Second, they are questioning whether their kids will remain Orthodox if they are discouraged from outwardly demonstrating their Jewish lineage. It was hard enough even before the current war for Orthodox kids to remain observant after four years at a secular university … imagine how hard it will be now when you add the hostility that is prevalent now against Israel and the Jewish people.
Third, parents are reluctant to support universities that have not unequivocally condemned the attack on Israel by Hamas, especially after these institutions issued strong statements about the George Floyd murder and the Me-Too movement. Rape should never be okay. Decapitating human beings should never be okay. Saying you are allowed to murder and kidnap individuals in the name of resistance should never be okay. Yet that is exactly what administrators at many academic institutions are saying. It’s not surprising that Modern Orthodox parents are thinking twice about spending $50,000-plus a year to educate their kids at such places.
Shai Davidai, an Israeli professor of business at Columbia University, created a powerful video that recently went viral. In the video, he stated that he felt Columbia University could no longer protect its Jewish students against terror student organizations, which have been given permission to march on campus and which administrators have failed to even criticize. The same thing unfortunately can be said about a dozen other high-profile universities.
In the next few months, high school seniors will be applying to the colleges of their choice.
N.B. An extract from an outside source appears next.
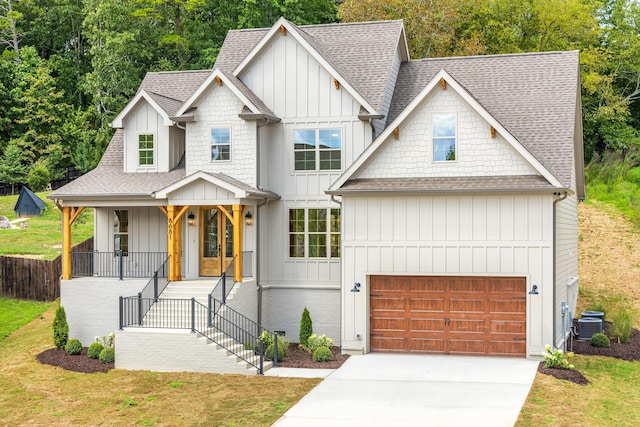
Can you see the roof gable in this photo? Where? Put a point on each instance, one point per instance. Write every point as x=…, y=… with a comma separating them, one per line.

It’s likely that things will not be getting any better for Jews on university campuses in the coming months. No doubt there will be some parents who still believe that an Ivy League education is the right choice for their kids – and we should respect that decision. But there will be many others who now might question what they felt a month ago. This is Yeshiva University’s golden opportunity to accomplish what it has found difficult to accomplish before – and convince hundreds more students to make YU their school of choice.